I plan to return for a second arrest on January 10, along with some friends who are also committed to civil disobedience.  We are taking train #183 on Friday morning at 8:31am, arriving in DC at 10:30am, and walking from there to the Capitol Building for the program from 11am – noon, before a short march ending in civil disobedience.  The speakers at the program include Bill McKibben and Annie Leonard.   If you would like to travel together, let’s meet at 30th Street station at 8:20am on Friday. Try to wear something red – a jacket, hat, scarf. And bring a sign if possible.

If you care to go earlier on Friday morning, there is a meeting at 9:30am at the United Methodist Building, just across from the Capitol Building to discuss civil disobedience.  

If you care to arrive Thursday evening, there is a teach-in from 7-8pm where Jane, Annie and Bill will speak and discuss what’s next for Fire Drill Fridays.  (I’m assuming this is also at the church, but I’m not sure.)

I can share a few things from my experience at my first arrest in October, and from what I have been told about other events, though I cannot guarantee that the experience will be the same.

At the end of the march which is about 15 minutes long, an act of civil disobedience is led by Jane.  The time I went in October it was to block traffic in a street in front of the Capitol.  Other times, it has been to enter the Capitol and refuse to leave.  Not sure what it will be this time.

People have the opportunity to participate in civil disobedience or not. There are several opportunities to bow out if you choose.

After several warnings by the police to disperse, the police begin to arrest people, usually starting with Jane.  Depending on how many are being arrested, it takes awhile for this process, which includes putting plastic handcuffs on each person.  I suggest requesting that your hands be held in front of you as opposed to behind your back.  This appeared to be an option for anyone who asked, but again I don’t know how this may differ between events or officers. The police officers I encountered were very gentle, courteous, and accommodating to requests.  At no time did I feel fearful or distraught. 
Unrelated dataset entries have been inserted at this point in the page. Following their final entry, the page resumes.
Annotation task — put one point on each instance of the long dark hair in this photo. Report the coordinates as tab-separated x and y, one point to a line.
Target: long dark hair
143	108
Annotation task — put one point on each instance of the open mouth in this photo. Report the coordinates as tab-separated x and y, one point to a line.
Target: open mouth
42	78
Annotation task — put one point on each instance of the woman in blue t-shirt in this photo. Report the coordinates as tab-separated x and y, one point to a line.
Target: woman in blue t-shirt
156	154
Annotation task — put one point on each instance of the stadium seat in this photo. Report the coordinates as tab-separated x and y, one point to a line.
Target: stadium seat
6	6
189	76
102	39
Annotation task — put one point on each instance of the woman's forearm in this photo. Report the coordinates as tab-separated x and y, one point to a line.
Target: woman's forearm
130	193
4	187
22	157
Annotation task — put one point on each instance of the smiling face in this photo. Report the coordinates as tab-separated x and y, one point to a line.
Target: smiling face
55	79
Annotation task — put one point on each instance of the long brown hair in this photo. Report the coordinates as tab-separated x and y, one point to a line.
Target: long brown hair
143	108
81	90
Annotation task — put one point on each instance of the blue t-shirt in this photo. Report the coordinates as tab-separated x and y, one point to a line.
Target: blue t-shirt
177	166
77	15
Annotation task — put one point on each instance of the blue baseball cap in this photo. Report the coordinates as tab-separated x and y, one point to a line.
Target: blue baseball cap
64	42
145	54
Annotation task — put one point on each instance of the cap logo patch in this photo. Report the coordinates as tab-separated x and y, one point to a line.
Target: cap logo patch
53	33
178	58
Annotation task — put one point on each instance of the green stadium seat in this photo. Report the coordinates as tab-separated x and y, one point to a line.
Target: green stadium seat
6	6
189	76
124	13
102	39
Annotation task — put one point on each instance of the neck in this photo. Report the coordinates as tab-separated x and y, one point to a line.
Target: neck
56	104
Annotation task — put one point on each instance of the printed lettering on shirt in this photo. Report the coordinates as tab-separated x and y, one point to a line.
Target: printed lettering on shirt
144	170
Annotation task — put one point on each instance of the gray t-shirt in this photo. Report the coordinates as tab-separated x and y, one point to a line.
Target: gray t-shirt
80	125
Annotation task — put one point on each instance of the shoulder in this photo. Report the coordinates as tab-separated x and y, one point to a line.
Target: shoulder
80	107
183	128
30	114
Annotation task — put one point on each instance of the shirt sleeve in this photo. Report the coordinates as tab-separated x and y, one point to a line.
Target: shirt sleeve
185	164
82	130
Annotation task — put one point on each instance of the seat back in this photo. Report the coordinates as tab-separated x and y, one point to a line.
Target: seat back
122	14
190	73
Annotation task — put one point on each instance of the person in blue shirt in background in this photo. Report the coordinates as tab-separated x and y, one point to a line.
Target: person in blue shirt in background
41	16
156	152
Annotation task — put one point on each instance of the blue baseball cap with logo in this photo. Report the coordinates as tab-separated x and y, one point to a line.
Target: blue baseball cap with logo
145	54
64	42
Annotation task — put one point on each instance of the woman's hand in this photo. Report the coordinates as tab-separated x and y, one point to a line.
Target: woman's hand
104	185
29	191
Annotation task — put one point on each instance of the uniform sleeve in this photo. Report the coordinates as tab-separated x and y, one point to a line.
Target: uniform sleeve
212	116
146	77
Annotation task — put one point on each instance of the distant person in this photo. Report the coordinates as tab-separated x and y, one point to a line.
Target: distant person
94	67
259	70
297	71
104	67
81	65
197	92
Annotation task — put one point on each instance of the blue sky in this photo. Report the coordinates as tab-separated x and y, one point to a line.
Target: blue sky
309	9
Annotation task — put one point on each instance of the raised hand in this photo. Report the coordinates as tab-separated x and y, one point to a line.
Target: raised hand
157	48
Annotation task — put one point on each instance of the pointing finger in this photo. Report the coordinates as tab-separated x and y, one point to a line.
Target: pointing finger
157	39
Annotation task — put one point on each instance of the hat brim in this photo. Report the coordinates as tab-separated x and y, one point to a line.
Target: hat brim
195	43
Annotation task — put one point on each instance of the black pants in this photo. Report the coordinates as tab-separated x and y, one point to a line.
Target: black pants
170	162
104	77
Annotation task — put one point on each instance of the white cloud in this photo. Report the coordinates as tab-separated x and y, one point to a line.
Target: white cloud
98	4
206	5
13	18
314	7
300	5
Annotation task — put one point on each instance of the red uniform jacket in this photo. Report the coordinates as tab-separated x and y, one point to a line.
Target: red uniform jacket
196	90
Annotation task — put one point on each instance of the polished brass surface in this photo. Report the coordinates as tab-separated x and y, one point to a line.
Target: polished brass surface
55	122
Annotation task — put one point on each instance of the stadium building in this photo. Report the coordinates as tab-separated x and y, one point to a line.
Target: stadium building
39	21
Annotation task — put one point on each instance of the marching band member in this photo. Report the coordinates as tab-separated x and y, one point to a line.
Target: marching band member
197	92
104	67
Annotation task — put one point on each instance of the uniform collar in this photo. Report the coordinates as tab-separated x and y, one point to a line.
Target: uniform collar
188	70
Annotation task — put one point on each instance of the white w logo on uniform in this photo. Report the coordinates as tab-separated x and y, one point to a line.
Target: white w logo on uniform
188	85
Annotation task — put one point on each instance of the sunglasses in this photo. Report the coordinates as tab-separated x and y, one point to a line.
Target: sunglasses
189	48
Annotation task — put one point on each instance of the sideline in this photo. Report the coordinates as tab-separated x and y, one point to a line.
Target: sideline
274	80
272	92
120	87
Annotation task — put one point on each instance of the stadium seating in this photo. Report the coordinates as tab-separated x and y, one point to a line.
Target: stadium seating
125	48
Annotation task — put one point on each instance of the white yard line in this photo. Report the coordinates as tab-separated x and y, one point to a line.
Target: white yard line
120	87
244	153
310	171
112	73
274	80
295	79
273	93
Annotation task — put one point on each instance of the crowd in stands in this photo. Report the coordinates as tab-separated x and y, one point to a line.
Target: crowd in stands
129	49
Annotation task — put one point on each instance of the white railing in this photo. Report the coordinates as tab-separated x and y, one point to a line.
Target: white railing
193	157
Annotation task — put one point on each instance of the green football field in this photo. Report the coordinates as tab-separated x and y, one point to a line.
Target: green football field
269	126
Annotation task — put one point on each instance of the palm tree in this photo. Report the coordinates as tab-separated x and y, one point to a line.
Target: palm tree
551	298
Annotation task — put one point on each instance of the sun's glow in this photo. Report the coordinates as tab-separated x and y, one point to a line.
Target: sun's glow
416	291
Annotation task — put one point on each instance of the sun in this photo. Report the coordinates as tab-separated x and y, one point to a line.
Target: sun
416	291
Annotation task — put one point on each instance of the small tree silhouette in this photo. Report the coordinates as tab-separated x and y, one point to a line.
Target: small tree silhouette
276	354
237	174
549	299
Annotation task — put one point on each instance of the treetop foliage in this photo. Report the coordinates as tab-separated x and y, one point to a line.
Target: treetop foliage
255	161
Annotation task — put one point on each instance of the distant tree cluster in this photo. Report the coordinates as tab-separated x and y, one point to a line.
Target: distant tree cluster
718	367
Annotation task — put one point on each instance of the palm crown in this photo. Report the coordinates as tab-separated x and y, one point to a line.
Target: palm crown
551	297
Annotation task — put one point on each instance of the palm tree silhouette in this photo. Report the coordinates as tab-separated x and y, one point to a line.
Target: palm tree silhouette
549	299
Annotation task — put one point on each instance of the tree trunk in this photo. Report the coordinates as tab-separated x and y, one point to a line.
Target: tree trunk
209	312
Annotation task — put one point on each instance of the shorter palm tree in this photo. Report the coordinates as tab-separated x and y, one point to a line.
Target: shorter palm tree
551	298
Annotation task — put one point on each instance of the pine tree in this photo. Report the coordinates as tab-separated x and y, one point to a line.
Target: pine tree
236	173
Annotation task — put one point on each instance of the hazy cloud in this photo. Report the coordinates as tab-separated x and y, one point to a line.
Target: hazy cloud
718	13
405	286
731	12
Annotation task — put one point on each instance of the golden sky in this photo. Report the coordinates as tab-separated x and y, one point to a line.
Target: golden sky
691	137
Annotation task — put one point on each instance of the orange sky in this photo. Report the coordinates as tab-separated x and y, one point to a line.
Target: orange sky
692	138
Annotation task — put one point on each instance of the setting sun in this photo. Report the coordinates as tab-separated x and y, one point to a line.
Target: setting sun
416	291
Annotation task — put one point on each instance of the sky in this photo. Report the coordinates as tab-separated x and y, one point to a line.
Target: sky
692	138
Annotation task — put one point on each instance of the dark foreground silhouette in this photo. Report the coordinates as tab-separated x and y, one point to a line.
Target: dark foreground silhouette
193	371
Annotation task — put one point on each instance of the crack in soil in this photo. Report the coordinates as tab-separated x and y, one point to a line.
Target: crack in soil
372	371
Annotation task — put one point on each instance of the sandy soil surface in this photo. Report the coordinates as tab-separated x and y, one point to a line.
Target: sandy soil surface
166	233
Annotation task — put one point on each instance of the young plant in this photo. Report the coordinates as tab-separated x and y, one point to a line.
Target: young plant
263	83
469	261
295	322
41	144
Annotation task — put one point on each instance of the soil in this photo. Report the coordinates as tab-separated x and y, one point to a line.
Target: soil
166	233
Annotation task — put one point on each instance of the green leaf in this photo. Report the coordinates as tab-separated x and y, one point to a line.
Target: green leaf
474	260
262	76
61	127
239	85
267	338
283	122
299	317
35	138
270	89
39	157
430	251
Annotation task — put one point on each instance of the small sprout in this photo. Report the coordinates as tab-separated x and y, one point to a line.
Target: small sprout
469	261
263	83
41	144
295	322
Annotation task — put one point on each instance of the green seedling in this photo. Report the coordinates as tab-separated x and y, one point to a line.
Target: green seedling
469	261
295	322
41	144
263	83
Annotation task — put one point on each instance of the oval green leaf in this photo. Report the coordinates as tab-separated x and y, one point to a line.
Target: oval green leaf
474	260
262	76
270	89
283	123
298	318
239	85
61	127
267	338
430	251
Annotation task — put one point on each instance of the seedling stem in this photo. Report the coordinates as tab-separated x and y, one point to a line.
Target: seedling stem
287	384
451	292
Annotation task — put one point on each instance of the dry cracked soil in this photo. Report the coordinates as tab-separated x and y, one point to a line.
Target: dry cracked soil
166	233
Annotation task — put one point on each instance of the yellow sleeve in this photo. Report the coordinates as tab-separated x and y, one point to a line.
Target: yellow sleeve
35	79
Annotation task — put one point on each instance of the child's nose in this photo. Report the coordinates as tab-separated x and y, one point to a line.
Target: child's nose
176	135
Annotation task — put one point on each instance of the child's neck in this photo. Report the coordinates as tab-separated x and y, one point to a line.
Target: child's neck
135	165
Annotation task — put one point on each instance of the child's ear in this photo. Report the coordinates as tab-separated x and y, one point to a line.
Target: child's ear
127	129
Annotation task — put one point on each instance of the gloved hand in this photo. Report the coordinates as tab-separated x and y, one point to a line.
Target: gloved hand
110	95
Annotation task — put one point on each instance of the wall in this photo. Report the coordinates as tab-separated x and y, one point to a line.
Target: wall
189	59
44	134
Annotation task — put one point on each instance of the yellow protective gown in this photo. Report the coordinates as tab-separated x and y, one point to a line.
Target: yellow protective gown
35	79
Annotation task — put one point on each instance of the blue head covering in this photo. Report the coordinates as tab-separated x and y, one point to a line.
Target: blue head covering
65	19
When you are handcuffed, you will be asked to put any property into a plastic bag with your name on it.  It is best to travel as light as possible. I did not carry a purse, but rather put my ID, a credit card, and $70 in cash in my pocket. ($50 being for the fine.) I also carried a water bottle in a coat pocket, and I kept my phone.  (I was able to continue taking photos even after handcuffed until I had to put my phone in the plastic bag.)  Your possessions will be returned at the very end, just before release. If you prefer to carry a small purse, this is fine.  The plastic bag is large enough to hold a small size purse. 

We were transported in paddy wagons and buses. With large crowds, which this will likely be, buses are used.  We were driven to a detention center towards the outskirts of the city.  This could be in a number of places. The men were separated from the women, but in the same large room where we sat on folding chairs in rows.  We are held there until everyone is processed.  The time depends on how many people. We were permitted to use the bathroom, but again I don’t know how this may vary and some people may want to wear Depends, just in case. When I went, we were released around 5pm as I recall, and we took a Lyft to dinner at Busboys & Poets (14th and V), which I recommend as a progressive, activist hangout with good food, where we could all meet for dinner. However, I heard that in December (when there was a big crowd for Jane’s 82nd birthday arrest), the release was not until 10:30pm.  So don’t count on going out to dinner.  And best not to count on a particular train going home. 

We hope you will join us and show a strong Philadelphia presence in our united call to Congress to take action on the climate crisis.  “Our house is on fire!”  Let’s work together to save our home on Earth.